[Billet du lundi] Dallas, ton univers qui n’attire pas les stars

Tous les lundis, la rédaction de Dunkhebdo vous propose un billet. Dans cet article, un auteur du site émet un avis personnel en moins de 700 mots sur l’actualité NBA sans les contraintes journalistiques habituelles. 

Mark Cuban est un homme ambitieux. Forcément, on ne passe pas d’un poste de barman en début de carrière à une fortune estimée à plus de 3 milliards de dollars en étant humble. Pourtant, cette ambition qui l’a aidé a réussir en affaires le mène à sa perte dans le monde NBA. Oui, on parle ici du marché des agents libres. Marché où Mark Cuban se promet d’être un acteur tout les ans. En effet il l’est, mais plus comme figurant que premier rôle. Ce n’est pas la volonté qui manque, ni les effets d’annonces racoleurs. Avec toutes les superstars qu’il a annoncé chez ses Mavericks (LeBron James, Dwight Howard Carmelo Anthony ou même Chris Paul), Dallas aurait pu gagner plusieurs titres.

Sauf que aucunes d’elles n’est venu. A la place, Dallas a plutôt vu arriver Chandler Parsons, Wesley Matthews et Deron Williams (pas le joueur dominant d’Utah, celui qui squatte Chipotle). Les supporters font grises mines.
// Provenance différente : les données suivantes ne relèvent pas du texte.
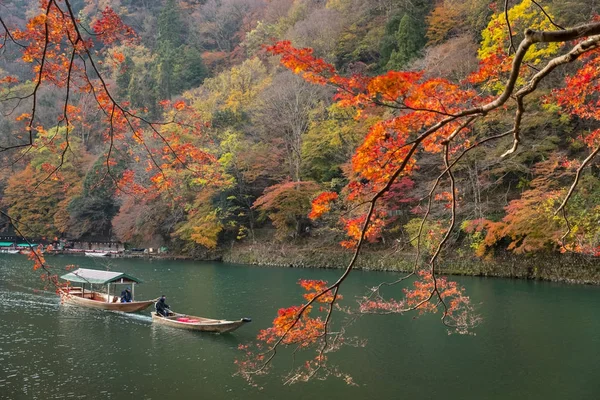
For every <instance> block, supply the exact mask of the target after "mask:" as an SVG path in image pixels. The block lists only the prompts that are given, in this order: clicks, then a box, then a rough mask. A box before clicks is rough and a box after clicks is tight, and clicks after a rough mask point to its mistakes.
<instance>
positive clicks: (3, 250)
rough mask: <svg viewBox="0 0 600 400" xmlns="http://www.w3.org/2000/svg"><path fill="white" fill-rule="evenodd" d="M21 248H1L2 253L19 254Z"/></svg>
mask: <svg viewBox="0 0 600 400" xmlns="http://www.w3.org/2000/svg"><path fill="white" fill-rule="evenodd" d="M20 251H21V250H13V249H2V250H0V253H4V254H19V252H20Z"/></svg>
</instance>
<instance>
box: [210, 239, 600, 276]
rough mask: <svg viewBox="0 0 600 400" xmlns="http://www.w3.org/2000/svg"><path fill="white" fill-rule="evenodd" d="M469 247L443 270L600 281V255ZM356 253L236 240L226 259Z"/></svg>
mask: <svg viewBox="0 0 600 400" xmlns="http://www.w3.org/2000/svg"><path fill="white" fill-rule="evenodd" d="M467 252H468V250H465V251H460V250H458V251H457V250H454V251H449V252H447V254H444V255H443V256H442V257H440V262H439V272H440V273H441V274H445V275H468V276H483V277H502V278H515V279H531V280H541V281H552V282H566V283H577V284H588V285H600V258H597V257H596V258H594V257H589V256H584V255H579V254H556V253H550V254H548V253H544V254H527V255H515V254H513V253H502V254H500V255H496V256H495V257H494V258H491V259H480V258H477V257H474V256H470V255H466V254H465V253H467ZM351 258H352V252H351V251H348V250H345V249H342V248H332V247H318V246H314V245H310V246H295V245H290V244H281V243H255V244H235V245H234V246H232V247H231V248H230V249H228V250H227V251H225V252H224V254H223V256H222V260H223V261H224V262H229V263H236V264H250V265H262V266H274V267H292V268H326V269H341V268H345V267H346V266H347V265H348V263H349V262H350V260H351ZM413 265H414V254H406V253H393V252H391V251H369V250H365V251H363V252H362V253H361V255H360V257H359V258H358V260H357V262H356V269H360V270H366V271H397V272H406V271H411V270H412V268H413Z"/></svg>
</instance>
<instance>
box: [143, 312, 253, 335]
mask: <svg viewBox="0 0 600 400" xmlns="http://www.w3.org/2000/svg"><path fill="white" fill-rule="evenodd" d="M177 318H191V319H197V320H199V322H197V323H191V322H180V321H177ZM248 322H250V320H249V319H246V318H244V319H239V320H237V321H226V320H218V319H210V318H202V317H195V316H193V315H186V314H177V313H174V315H173V316H169V317H167V318H165V317H162V316H159V315H158V314H156V313H155V312H153V313H152V323H156V324H159V325H166V326H170V327H172V328H179V329H187V330H191V331H200V332H211V333H227V332H233V331H235V330H236V329H238V328H239V327H241V326H242V325H244V324H246V323H248Z"/></svg>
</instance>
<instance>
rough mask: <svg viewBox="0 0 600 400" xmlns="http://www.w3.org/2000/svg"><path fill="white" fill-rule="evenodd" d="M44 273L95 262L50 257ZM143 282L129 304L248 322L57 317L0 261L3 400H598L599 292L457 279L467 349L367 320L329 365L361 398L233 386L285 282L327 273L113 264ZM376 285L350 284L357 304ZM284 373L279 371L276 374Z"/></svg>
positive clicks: (232, 267)
mask: <svg viewBox="0 0 600 400" xmlns="http://www.w3.org/2000/svg"><path fill="white" fill-rule="evenodd" d="M51 261H52V263H53V264H54V265H58V266H64V265H67V264H72V263H79V264H80V266H82V267H88V268H103V267H104V265H98V264H97V262H98V261H97V260H94V259H86V258H76V257H70V258H69V257H53V258H52V259H51ZM111 268H112V269H113V270H118V271H122V272H127V273H130V274H132V275H134V276H136V277H139V278H141V279H142V280H143V281H144V284H142V285H140V286H139V287H138V286H136V297H137V298H139V299H145V298H155V297H158V296H159V295H160V294H163V293H164V294H166V295H167V303H168V304H170V305H171V307H172V308H173V309H174V310H175V311H179V312H183V313H189V314H193V315H201V316H206V317H213V318H240V317H243V316H248V317H252V318H253V322H252V323H251V324H248V325H246V326H244V327H242V328H241V329H240V330H238V331H236V332H234V333H233V334H227V335H210V334H202V333H199V332H193V331H187V330H178V329H173V328H170V327H166V326H160V325H158V326H155V325H152V323H151V318H150V309H148V310H145V311H144V312H142V313H139V314H125V313H115V312H107V311H102V310H92V309H85V308H79V307H76V306H71V305H65V304H60V302H59V300H58V297H57V296H56V295H55V294H54V293H50V292H43V291H39V289H41V288H42V287H43V285H42V283H41V282H40V280H39V274H38V273H37V272H33V271H31V265H30V264H29V262H28V261H27V260H26V258H25V257H22V256H13V255H0V304H2V307H3V308H2V311H1V312H0V399H11V400H13V399H18V400H20V399H44V400H45V399H71V398H73V399H128V400H131V399H174V398H181V399H196V398H211V399H284V398H285V399H286V400H293V399H305V398H307V397H309V396H329V397H332V398H344V399H345V400H352V399H370V398H377V399H397V398H412V399H430V398H434V397H442V396H443V397H444V398H446V399H507V398H514V399H544V400H547V399H584V398H590V399H591V398H599V396H598V394H600V383H598V382H599V381H598V380H597V378H596V374H597V368H596V367H597V365H598V362H597V354H599V352H600V335H598V332H599V331H600V317H599V316H598V312H597V307H596V304H597V299H598V295H599V288H597V287H585V286H566V285H557V284H548V283H532V282H525V281H510V280H486V279H478V278H461V280H462V282H463V283H464V284H465V286H466V287H467V290H468V291H469V293H470V294H471V296H472V297H473V300H474V302H476V303H482V306H481V313H482V314H483V317H484V324H483V325H482V326H481V327H480V328H479V329H478V330H477V335H476V336H456V335H451V336H448V335H447V334H446V332H445V330H444V329H443V327H441V325H440V324H439V322H438V319H437V317H435V316H432V317H422V318H419V319H417V320H413V319H412V318H410V317H384V318H381V317H374V316H372V317H367V318H364V319H362V320H359V321H358V322H357V323H356V324H355V325H354V326H353V327H352V330H351V332H350V334H352V335H358V336H360V337H362V338H366V339H368V340H369V344H368V346H367V347H366V348H356V349H353V348H350V349H346V350H344V351H343V352H341V353H339V354H335V355H332V356H331V357H332V360H333V361H334V362H335V363H337V364H339V365H340V366H341V367H342V368H343V369H344V371H345V372H348V373H350V374H351V375H352V376H353V377H354V379H355V381H356V382H357V383H359V385H360V386H359V387H348V386H346V385H345V384H343V383H342V382H339V381H336V380H334V379H329V380H327V381H325V382H321V381H314V382H310V383H308V384H298V385H296V386H292V387H287V386H282V385H281V382H280V381H279V380H277V379H276V377H275V376H273V377H270V378H269V379H270V380H271V381H270V382H267V383H266V386H265V389H264V390H262V391H259V390H257V389H253V388H250V387H248V386H247V385H246V384H245V382H243V381H242V380H241V379H239V378H236V377H232V375H233V374H234V373H235V367H234V360H235V358H236V357H237V356H239V354H238V353H239V352H238V350H237V347H238V345H239V344H240V343H247V342H249V341H251V340H252V339H253V338H254V337H255V336H256V334H257V332H258V330H259V329H261V328H264V327H265V326H267V325H268V324H269V322H270V321H271V320H272V318H273V317H274V315H275V314H276V310H277V308H278V307H279V306H285V305H290V304H295V303H297V302H298V299H299V298H300V295H301V293H300V290H299V289H298V287H297V285H296V284H295V282H296V281H297V280H298V278H300V277H307V278H310V279H326V280H327V279H328V280H332V279H334V278H335V276H336V274H337V272H336V271H323V270H292V269H268V268H255V267H245V266H234V265H227V264H207V263H204V264H202V263H199V264H194V263H183V262H179V263H177V262H160V263H158V262H156V261H155V262H150V261H140V260H111ZM393 278H394V277H393V276H391V275H389V274H383V273H366V272H357V273H355V274H353V275H351V278H350V281H349V282H348V284H347V286H346V287H345V288H344V290H345V292H344V293H343V294H344V298H345V301H347V302H348V303H347V304H350V303H351V302H352V301H353V300H352V299H353V298H354V296H357V295H360V294H362V293H363V292H364V290H365V288H366V287H369V286H371V285H373V284H375V283H378V282H379V281H381V280H390V279H393ZM289 365H290V359H289V358H288V357H286V356H284V357H280V358H279V359H277V363H276V370H278V371H279V372H285V371H286V370H287V368H289Z"/></svg>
Parier sur la free agency ce n’est pas un problème, c’est même une bonne chose et puis les dirigeants des Knicks font bien pareil depuis 10 ans pour maintenir la fan base éveillée. L’erreur que répète inlassablement Mark Cuban c’est de tout sacrifier pour la free agency, quitte à mettre son équipe en difficulté. Il se débarrasse de certains éléments clés de son équipe mais ne parvient pas à signer la superstar tant convoitée, et doit donc se rabattre sur des quatrièmes choix. Ainsi, année après année, alors que l’effectif entourant Dirk Nowtizki devrait se renforcer pour palier le vieillissement de la superstar, c’est le contraire: il perd en qualité. Cette année, il avait promis Hassan Whiteside aux supporters. Ils récupèrent finalement Andrew Bogut et Harisson Barnes au maximum, ce qui constitue sans doute le pire contrat de l’intersaison. Quand on peut dire cela alors qu’un joueur qui n’a jamais joué un All Star Game a obtenu un contrat à 153 millions de dollars la même intersaison c’est vous dire à quel point ce contrat est cataclysmique.

Tenter constamment de tirer le gros lots c’est se priver de la possibilité de récupérer les lots intermédiaires et donc souvent repartir bredouille. Si en business, gagner gros représente – en quelque sorte – la finalité, en NBA, les petits ajouts sont souvent ceux qui sont décisifs. Même si attirer une superstar pourrait faire passer un cap à une équipe, elle ne sert à rien sans la présence de bons roles players.

La volonté qu’a Cuban de constamment être compétitif pour Dirk Nowtizki (version naïve) et aussi tout simplement gagner des titres (version réaliste) le tue à petit feu. Pat Riley connait exactement le même problème avec le Heat, en bien plus grave. Cuban continue de miser gros à chaque partie de poker free agency et continue de voir son capital se dilapider.